FODMAP is an acronym for a number of carbohydrates (Fermentable Oligo-, Di-, Mono-saccharides And Polyols) these are all small carbohydrates that are often difficult to digest in the small intestine (fun!).  The Monash FODMAP diet, from the Monash University in the Australia is a type of diet that caters for those who have problems with their gut, intestines, or Irritable Bowel Syndrome (IBS), and various allergies to certain food groups. FODMAP divides foods into two broad groups. Foods that are high FODMAP, and ones which are low FODMAP. When following the diet, it is best to avoid those high FODMAP foods such as milk, cheese, yoghurt, wheat, gluten, onions and chickpeas, to name a few examples. Generally, all of the problem foods are eliminated from your diet for a period of between 6-8 weeks, and are substituted with other alternatives, for example regular milk with an oat alternative. This diet is not proposed to be followed forever. Usually, within the short period you have the opportunity to avoid the list of foods, and then gradually introduce things back into your diet, testing to see whether you have a reaction to individual foods within this list. Everyone reacts differently, even among the foods that are on this list, so it’s very much a process of trial and error. 

The verdict:The low FODMAP diet does not promise to magically cure you; rather, it help you manage your symptoms.I have been following this diet relatively strictly, but of course sometimes, I do slip up.

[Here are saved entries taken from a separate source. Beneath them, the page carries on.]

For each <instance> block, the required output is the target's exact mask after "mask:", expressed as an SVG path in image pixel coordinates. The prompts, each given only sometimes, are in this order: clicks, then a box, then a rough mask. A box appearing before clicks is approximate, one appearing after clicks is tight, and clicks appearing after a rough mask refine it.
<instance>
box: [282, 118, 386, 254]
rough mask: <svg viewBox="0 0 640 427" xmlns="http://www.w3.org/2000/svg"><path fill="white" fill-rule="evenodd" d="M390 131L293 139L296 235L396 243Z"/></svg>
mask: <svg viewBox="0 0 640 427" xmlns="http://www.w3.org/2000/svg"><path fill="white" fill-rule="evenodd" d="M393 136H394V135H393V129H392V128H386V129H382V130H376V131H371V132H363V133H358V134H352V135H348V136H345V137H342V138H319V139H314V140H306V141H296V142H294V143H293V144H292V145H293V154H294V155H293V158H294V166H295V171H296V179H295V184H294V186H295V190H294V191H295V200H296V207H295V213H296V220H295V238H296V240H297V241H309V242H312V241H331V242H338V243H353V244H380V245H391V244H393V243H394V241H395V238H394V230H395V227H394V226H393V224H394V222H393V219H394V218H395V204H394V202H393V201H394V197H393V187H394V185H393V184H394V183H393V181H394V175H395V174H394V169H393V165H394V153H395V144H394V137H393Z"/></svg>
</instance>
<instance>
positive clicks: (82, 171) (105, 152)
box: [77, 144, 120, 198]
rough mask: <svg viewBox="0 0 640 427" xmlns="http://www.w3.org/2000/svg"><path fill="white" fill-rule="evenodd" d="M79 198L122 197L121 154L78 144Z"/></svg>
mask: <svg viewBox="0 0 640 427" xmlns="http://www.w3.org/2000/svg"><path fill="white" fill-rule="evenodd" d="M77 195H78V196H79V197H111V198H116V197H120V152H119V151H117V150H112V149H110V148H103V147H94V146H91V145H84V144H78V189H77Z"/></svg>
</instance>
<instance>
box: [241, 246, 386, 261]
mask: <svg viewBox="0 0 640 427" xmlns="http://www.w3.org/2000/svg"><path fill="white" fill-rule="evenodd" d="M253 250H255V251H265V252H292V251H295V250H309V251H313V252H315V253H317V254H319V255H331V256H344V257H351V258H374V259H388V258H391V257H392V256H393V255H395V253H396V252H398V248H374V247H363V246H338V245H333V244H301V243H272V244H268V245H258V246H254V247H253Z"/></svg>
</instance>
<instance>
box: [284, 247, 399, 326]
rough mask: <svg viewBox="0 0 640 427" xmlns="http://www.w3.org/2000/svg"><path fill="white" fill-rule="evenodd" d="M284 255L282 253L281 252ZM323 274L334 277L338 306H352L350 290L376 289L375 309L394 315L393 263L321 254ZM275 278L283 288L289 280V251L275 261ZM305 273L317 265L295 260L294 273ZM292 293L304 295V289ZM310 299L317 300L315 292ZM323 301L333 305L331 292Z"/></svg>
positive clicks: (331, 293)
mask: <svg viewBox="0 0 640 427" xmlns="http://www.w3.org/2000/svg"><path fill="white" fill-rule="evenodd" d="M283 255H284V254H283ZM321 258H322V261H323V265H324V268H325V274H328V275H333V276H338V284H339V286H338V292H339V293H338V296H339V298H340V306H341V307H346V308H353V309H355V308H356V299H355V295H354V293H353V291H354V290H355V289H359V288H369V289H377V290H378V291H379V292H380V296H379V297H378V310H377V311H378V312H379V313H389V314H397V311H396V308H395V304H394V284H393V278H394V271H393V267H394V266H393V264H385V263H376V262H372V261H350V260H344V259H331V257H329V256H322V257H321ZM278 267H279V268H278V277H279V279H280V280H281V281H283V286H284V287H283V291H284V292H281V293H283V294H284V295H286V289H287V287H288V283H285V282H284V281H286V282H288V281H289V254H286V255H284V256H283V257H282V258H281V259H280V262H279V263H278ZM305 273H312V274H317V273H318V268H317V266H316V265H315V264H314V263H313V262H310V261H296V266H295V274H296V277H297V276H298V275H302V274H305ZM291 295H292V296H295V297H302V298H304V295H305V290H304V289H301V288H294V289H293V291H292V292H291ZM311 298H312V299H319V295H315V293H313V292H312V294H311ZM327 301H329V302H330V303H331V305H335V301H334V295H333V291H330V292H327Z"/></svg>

It’s tough to follow it so religiously at times, especially when those around you are eating what they want and you have to decline pizza (again), but you have to think about how it is working with your body to ensure that it is being looked after the best that it can. It definitely makes travelling harder, as it is much harder to follow when abroad (especially when you want to try everything!), we are so lucky in the UK that the selection of Free From products is not too bad, although ridiculously expensive, there is this choice available. More restaurants are also beginning to recognise different dietary requirements which is a great step in the right direction. It has, however, massively helped me, especially with feeling so bloated. The diet has also helped me immensely in managing my mental health, just knowing it’s one less thing to be anxious about when you eat makes a huge difference, and feeling so much more healthy and less ill makes your general level of wellbeing so much better. My skin has also drastically improved since following this regime and I have gone from having horrible acne to a couple of spots per month. Again, everything needs to be eaten in moderation and it has made me consider the things I buy so much more than I used to, as it’s really expensive to have to keep up with the requirements of things such as gluten-free bread. This is not something permanent, but has been something that has worked for me.